Introduction
The Phase 3 MycarinG (MG0003/NCT03971422) study demonstrated efficacy of one 6-week cycle of rozanolixizumab in acetylcholine receptor autoantibody-positive and muscle-specific kinase autoantibody-positive (MuSK Ab+) generalized myasthenia gravis (gMG). Patients could then enroll in open-label extensions MG0004 then MG0007, or MG0007 directly.
Objectives
To evaluate the efficacy and safety of rozanolixizumab in patients with MuSK Ab+ gMG over repeated cycles of treatment.
Methods
MG0004 (NCT04124965) evaluated ≤52 weeks of weekly rozanolixizumab infusions. In MG0007 (NCT04650854), after an initial cycle, cycles were administered on symptom worsening (investigator’s discretion).

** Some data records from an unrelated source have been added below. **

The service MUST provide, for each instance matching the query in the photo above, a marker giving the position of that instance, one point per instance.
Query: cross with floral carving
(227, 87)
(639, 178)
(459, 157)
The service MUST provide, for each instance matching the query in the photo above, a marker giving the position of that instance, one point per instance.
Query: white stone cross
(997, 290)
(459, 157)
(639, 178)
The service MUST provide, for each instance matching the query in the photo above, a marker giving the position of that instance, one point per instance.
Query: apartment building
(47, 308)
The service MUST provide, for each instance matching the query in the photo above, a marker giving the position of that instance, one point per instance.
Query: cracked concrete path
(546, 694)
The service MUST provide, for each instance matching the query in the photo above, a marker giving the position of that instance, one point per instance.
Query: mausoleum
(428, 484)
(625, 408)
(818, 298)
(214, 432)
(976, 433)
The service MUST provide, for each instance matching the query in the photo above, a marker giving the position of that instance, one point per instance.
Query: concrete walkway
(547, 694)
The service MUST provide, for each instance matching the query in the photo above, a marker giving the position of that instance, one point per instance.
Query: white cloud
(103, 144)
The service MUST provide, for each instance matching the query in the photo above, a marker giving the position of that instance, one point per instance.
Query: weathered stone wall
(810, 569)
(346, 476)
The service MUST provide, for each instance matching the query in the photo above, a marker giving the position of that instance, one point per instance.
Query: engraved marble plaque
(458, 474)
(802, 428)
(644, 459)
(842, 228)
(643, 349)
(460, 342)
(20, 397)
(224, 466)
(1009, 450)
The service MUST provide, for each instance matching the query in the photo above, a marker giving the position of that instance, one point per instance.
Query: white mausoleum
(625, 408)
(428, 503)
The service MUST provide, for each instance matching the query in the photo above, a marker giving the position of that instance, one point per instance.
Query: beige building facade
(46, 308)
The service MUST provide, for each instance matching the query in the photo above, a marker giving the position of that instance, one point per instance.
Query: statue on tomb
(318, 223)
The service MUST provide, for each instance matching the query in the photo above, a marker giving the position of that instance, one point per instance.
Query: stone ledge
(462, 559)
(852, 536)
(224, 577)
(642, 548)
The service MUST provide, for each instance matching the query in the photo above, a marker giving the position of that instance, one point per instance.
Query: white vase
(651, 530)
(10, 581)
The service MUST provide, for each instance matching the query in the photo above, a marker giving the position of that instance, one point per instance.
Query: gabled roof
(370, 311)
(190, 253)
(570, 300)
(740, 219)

Data were pooled across MycarinG, MG0004 (first 6 weeks) and MG0007 (interim analysis): efficacy pool, patients with ≥2 symptom-driven cycles; safety pool, ≥1 cycle including observation periods across MycarinG (symptom-driven) and MG0007 (fixed/symptom-driven).
Results
127 (12 MuSK Ab+) patients received ≥2 symptom-driven cycles of rozanolixizumab. Slightly greater changes from baseline to Day 43 in mean MG-ADL score were observed in the MuSK Ab+ subgroup, compared to the overall population: Cycle 1, −7.0 (baseline 10.9; n=12) and −3.7 (baseline 8.9; n=127); Cycle 2, −5.7 (baseline 10.8; n=12) and −3.9 (baseline 9.0; n=127); Cycle 3, −4.7 (baseline 10.6; n=7) and −3.4 (baseline 8.9; n=98); Cycle 4, −4.2 (baseline 9.8; n=6) and −3.8 (baseline 8.9; n=75), respectively. Similar patterns were seen in MGC and QMG. 77.8% MuSK Ab+ patients reported ≥1 treatment-emergent adverse event; most were mild to moderate in severity.
Conclusions
Rozanolixizumab efficacy in patients with MuSK Ab+ gMG was maintained over repeated cycles, with an acceptable safety profile, consistent with findings in the overall population.
Funding: UCB Pharma. These data were previously presented at AANEM, November 1–4, 2023.